Falls du heute Nacht noch loslegst mach ich vielleicht noch ein bisschen mit um ne andere Klasse zu testen. Spiele aber schon 2 Tage und bin mit Zer0 schon Stufe 15 ^^


----------



## Basco85 (20. September 2012)

klar fange ich gleich noch an würde mich freuen wenn du mit machst


----------



## chbdiablo (20. September 2012)

Adde mich mal, dann sehen wir weiter: ---

edit: Steamname mal rauseditiert, weil Google anscheinend sehr leicht hierherlinkt und ich massenhaft Freundesanfragen bekomme


----------



## Tohil1 (21. September 2012)

Hi würde auch gerne mitmachen wen ihr noch einen Platz frei habt bin 24 und komme aus Niedersachsen ts oder skype sind vorhanden habe gestern Abend das Spiel angespielt bin lvl 5 Kommando würde aber auch ne andere Klasse spielen würde mich über ne Antwort freuen


----------



## russak12 (22. September 2012)

hej tohil1,
mache mich gleich auf den weg zu mediamarkt und hol mir B2, fang dann auch erst neu an.
wenn du bock hast schreib zurück.
TS und headset alles da. 2 wochen zeit hab ich auch nach meinem gestrigen motorradunfall.


----------



## Basco85 (22. September 2012)

ihr könnt mich gerne in skype adden skype name Bascolas


----------



## NotSure (25. September 2012)

Kann keine vernuenftigen Leute fuer BL2 finden. Entweder sie hoppeln wie wild durchs game ...wie erm psychogameopaten ultimativ egoizentrisch oder sie sind nach ner halben stunde weg.
Alles was ich will (bin auch happy zu 2 zu zocken) sind leute bei denen ich sichergehen kann dasse abends -nachts oft zeit haben relaxed, lustig
und nicht totale itemschlampen sind.

Ergo ich suche leute fuerne coop auf die man sich verlassen kann (u 18 ist no go )
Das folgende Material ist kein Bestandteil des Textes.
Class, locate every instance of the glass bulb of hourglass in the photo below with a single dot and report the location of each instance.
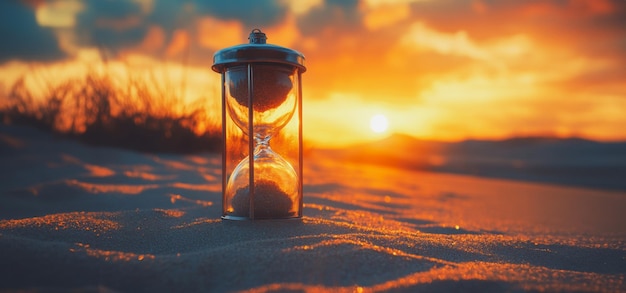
(276, 183)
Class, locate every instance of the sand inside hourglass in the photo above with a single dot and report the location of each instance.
(271, 88)
(269, 201)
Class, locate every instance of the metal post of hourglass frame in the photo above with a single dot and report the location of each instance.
(261, 103)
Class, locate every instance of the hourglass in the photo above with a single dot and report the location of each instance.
(262, 130)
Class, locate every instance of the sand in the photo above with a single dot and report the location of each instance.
(74, 217)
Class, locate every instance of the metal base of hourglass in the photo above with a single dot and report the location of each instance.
(275, 187)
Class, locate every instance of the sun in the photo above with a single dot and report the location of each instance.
(379, 123)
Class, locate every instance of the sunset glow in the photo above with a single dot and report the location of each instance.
(379, 123)
(444, 70)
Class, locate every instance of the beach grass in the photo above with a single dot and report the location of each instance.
(137, 114)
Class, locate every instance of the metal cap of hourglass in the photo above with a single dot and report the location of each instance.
(257, 51)
(261, 91)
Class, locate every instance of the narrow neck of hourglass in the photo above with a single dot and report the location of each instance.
(262, 141)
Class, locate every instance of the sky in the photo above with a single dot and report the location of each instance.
(435, 69)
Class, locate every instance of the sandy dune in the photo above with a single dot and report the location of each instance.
(99, 219)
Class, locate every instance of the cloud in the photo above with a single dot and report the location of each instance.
(22, 38)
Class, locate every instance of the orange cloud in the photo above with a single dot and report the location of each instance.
(216, 34)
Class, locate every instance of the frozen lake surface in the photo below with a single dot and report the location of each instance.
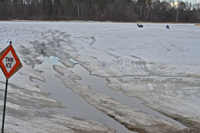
(114, 76)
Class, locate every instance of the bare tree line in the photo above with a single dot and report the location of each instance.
(100, 10)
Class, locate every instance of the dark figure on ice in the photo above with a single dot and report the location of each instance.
(167, 27)
(140, 25)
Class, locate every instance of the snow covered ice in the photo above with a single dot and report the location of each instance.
(159, 67)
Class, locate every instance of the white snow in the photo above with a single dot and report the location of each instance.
(164, 64)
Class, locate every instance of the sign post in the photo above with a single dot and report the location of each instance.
(10, 64)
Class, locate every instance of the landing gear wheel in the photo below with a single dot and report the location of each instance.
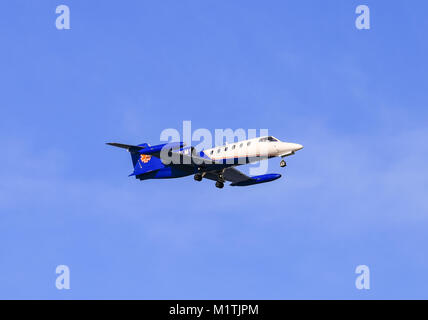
(219, 184)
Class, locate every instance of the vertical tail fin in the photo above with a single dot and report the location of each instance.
(141, 163)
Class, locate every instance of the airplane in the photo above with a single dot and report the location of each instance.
(174, 160)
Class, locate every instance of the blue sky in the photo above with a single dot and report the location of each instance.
(126, 71)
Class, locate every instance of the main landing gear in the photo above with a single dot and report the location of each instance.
(219, 184)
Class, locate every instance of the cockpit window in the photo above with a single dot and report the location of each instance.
(266, 139)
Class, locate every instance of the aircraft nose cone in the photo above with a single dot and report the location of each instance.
(298, 147)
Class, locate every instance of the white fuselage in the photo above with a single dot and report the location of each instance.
(262, 147)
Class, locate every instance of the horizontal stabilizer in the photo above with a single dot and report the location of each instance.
(160, 147)
(129, 147)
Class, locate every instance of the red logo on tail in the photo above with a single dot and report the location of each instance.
(145, 158)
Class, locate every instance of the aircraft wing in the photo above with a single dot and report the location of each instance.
(230, 174)
(239, 179)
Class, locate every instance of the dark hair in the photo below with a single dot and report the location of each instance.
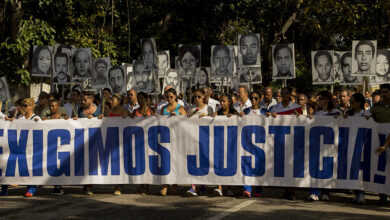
(281, 46)
(328, 95)
(116, 68)
(365, 42)
(323, 53)
(220, 47)
(59, 48)
(192, 49)
(37, 51)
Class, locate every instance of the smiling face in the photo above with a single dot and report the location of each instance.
(382, 65)
(82, 63)
(249, 48)
(44, 60)
(364, 57)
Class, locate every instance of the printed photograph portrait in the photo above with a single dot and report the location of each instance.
(336, 66)
(322, 67)
(4, 90)
(173, 79)
(244, 75)
(203, 77)
(283, 61)
(188, 62)
(61, 73)
(382, 73)
(100, 72)
(346, 70)
(117, 79)
(364, 56)
(222, 60)
(249, 50)
(149, 53)
(42, 63)
(163, 63)
(82, 62)
(142, 78)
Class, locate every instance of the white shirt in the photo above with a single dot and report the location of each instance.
(239, 107)
(214, 104)
(165, 102)
(207, 110)
(279, 108)
(130, 108)
(263, 105)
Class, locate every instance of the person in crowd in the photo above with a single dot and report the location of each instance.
(243, 100)
(172, 108)
(381, 114)
(88, 110)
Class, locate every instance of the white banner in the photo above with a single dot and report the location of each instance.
(285, 151)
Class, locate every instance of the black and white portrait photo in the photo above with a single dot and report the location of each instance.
(283, 61)
(249, 50)
(203, 77)
(222, 60)
(100, 72)
(142, 78)
(42, 64)
(245, 73)
(172, 78)
(364, 56)
(82, 62)
(117, 78)
(322, 67)
(61, 74)
(336, 66)
(382, 73)
(346, 70)
(163, 63)
(149, 53)
(4, 91)
(188, 61)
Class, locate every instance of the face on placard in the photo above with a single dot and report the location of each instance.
(364, 57)
(188, 63)
(82, 63)
(148, 54)
(382, 65)
(141, 75)
(249, 48)
(324, 67)
(221, 60)
(61, 67)
(172, 79)
(162, 62)
(283, 60)
(44, 60)
(202, 78)
(116, 80)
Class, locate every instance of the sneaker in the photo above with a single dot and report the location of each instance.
(325, 197)
(57, 192)
(191, 192)
(246, 194)
(164, 191)
(360, 200)
(313, 197)
(217, 192)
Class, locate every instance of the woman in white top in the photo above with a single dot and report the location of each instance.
(200, 109)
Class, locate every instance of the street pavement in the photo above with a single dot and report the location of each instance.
(130, 205)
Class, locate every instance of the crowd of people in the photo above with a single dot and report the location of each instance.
(201, 102)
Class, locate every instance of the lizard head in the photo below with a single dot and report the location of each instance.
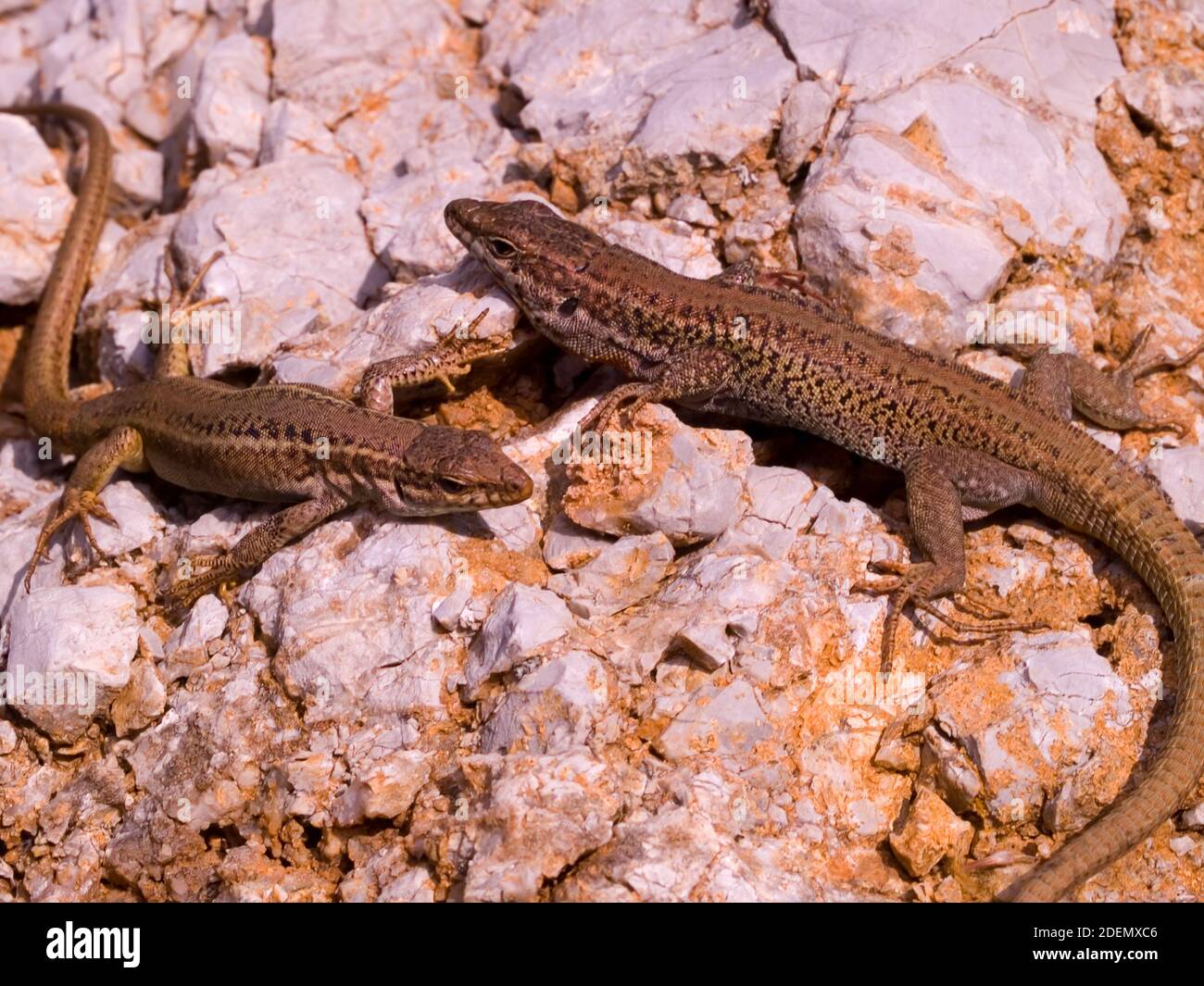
(540, 257)
(448, 469)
Steam Ingame : NotSure oder
kafou@onceCARFREE


----------



## OldShatterhand (28. September 2012)

hab meins grad bestellt, müsste dann Anfang nächster Woche da sein. Mitspieler wären nett. Die müssten natürlich auch bei Null anfangen. Wer also noch ne andere Klasse austesten will oder auch gerade erst gekauft hat, möge sich melden. Labern über Skype wäre möglich.


----------



## DomStar (1. Oktober 2012)

Auch ich suche Mitspieler für Borderland 2 - optimalerweise ab 25, wenn es hier so etwas gibt  
Ich habe längere Zeit Borderland 1 gespielt und würde gerne mit netten Mitspielern nun regelmäßig den zweiten Teil erkunden. Ich würde Leute suchen die nicht die ganze Zeit herumschimpfen und bei denen der Computer nicht unbedingt der einzige Lebensmittelpunkt darstellt. Vom Spielstil her bin ich an der Spielstory interessiert und an gutem Teamplay mit gepflegter Unterhaltung 
Von der Zeit her ist werktags zwischen 20 Uhr bis 23 Uhr möglich und am Wochenende je nach Vereinbarung. Borderland 2 selber habe ich jetzt im Moment nur bis zur Stufe 6 gespielt, da ich die Hoffnung auf Mitspieler noch nicht aufgegeben habe. Bei Interesse bitte ich um Benachrichtigung zwecks Steam-Nick Austausches.


----------



## kamikatze87 (5. November 2012)

*spieler gesucht*

hallo zusammen,
wer hat lust mich und freund im kämpf zu unterstützen? sind beide level 50 und haben noch terramophous, hyperius ... vor uns. 
wollen danach mit einem neuem carakter nochmal durch starten im anschluss,
zocken täglich, wie es die zeit abends zu lässt mit kids 

gruß


----------



## Azrael-67 (5. Dezember 2012)

Hallo,
ich bin ein Level 8 - Assasine im Spiel und ein Level 45 in Real Life.
Auch ich bin auf der Suche nach Mitspielern bzw. einem Platz in einer Gruppe.
Steam: ralf67
Skype: azrael-67
Zeit habe ich die Woche über ab 18-19 Uhr, jedes zweite Wochenende nach Absprache. Meine Kids kommen jedes zweite WE, wie jetzt das kommende WE. 
Grüße

P.S.: Habe nur das Hauptspiel, ohne DLC


----------



## Karkas08 (7. Januar 2013)

*spieler gesucht für borderland 2 steam*

hallo

ich suche zum zocken von borderland 2 noch ein paar unterstützer. ich bin meisten abend on. spiele ein commander lev 50 und habe alle dlc. queste gerne und mache auch gerne die weltbosse. habe selber ts3 dass man auch nutzen kann.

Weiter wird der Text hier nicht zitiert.